Sometimes we Americans can allow our financial better judgment to be suspended by clever marketing, polished wall street analysts, and the seductive power of CNBC, CNNf, etc. It was not enough to endure the dot.com bubble from 1995-2001. Oh no, Americans listened to the same pinheads tell them to stay fully invested for the long term, and to diversify their portfolios over a wide variety of stock classes.
Those who fell for this nonsense are now paying the price for their misplaced trust.
I removed the greater portion of my stock holdings in 2007 in reaction to the felling of market overvalue. My reaction was private as I did not want to subject myself to the jeers of my peers. I have been vindicated, no doubt, by the market drop of 2008-2009.

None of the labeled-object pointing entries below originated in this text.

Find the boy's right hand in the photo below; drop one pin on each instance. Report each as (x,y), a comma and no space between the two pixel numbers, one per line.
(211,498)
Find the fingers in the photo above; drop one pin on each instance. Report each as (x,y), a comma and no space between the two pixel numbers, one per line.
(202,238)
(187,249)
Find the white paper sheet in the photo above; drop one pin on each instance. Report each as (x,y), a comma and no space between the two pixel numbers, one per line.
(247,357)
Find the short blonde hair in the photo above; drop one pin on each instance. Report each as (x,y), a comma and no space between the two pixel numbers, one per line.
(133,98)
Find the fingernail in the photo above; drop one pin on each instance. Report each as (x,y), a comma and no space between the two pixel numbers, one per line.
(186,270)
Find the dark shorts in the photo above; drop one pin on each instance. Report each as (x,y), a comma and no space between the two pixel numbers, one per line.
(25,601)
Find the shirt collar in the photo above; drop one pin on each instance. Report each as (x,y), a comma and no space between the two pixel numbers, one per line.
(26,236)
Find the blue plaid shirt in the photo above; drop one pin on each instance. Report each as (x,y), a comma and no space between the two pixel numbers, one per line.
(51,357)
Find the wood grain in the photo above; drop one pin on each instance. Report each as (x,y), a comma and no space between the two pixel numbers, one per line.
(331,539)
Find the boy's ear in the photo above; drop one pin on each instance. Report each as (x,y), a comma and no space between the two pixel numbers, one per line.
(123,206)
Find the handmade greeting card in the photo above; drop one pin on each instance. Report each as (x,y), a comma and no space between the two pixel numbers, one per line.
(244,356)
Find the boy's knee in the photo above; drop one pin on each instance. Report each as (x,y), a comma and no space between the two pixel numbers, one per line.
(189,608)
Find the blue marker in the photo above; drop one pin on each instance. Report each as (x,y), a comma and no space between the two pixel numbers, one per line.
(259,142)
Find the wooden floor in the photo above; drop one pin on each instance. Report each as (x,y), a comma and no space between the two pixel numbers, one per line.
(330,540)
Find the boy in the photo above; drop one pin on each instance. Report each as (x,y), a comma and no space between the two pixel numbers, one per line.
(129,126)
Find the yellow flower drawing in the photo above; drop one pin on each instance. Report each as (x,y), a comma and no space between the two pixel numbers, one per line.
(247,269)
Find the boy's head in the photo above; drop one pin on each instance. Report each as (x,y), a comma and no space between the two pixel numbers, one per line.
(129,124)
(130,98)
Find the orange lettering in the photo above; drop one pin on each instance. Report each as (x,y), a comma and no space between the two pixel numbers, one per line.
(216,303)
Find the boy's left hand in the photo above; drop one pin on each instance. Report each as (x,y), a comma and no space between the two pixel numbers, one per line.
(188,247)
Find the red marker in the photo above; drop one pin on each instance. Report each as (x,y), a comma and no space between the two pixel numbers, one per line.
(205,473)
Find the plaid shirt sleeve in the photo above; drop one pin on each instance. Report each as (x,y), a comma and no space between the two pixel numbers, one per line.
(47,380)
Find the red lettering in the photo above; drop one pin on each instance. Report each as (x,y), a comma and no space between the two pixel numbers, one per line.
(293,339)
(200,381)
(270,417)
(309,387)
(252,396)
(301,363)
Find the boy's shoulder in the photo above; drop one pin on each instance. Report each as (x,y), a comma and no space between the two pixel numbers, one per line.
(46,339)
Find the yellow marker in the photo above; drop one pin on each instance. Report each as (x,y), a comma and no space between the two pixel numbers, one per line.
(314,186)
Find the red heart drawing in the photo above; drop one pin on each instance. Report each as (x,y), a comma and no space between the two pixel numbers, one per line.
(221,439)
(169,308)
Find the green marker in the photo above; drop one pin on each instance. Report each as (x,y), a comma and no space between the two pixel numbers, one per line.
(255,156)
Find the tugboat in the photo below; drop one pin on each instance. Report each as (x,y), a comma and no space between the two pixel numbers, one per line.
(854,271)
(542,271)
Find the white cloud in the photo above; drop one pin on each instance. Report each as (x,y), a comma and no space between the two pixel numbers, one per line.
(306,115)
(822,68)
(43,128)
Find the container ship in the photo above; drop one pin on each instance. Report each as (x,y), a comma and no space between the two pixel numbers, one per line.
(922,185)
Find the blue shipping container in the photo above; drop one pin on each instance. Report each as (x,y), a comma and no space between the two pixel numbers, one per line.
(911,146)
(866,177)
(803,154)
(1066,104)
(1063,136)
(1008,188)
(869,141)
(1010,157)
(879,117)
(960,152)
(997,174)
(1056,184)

The myth of "diversifying" over a wide variety of stock classes is not diversification AT ALL. I fell for this scam back in the late 1990's but then noticed that all stocks (even international ones) were highly correlated in trend. No variety of stock classes would have saved anyone in the current downturn!
My point of this piece is to urge you to spread your assets between US dollars in a reputable US credit union (not a bank); a Euro cash account in a country like Switzerland, Germany, or France; the US stock market (10 to 25 percent according to your time horizen); a municipal bond fund; and precious metals like gold and silver (via ETFs like GLD or SLV). This is the diversification.
I do believe we all should be dollar cost averaging into the US stock market at the present time, but we should be doing it moderately and with the intention to continue over the next several years.
US stocks will correct again and again. When the doom and gloom are heavy on CNBC, that is the time to take chunks of your wealth and bottom feed an S&P 500 or Wilshire 4500 fund. This is called contrarian investing and you will reap great rewards if you can purchase cheap shares when the pessimism is high.
Resist the nerds who want to be fully invested at all times so their fees can still be generated from your holdings. They are out for their interests, not yours. You've been warned.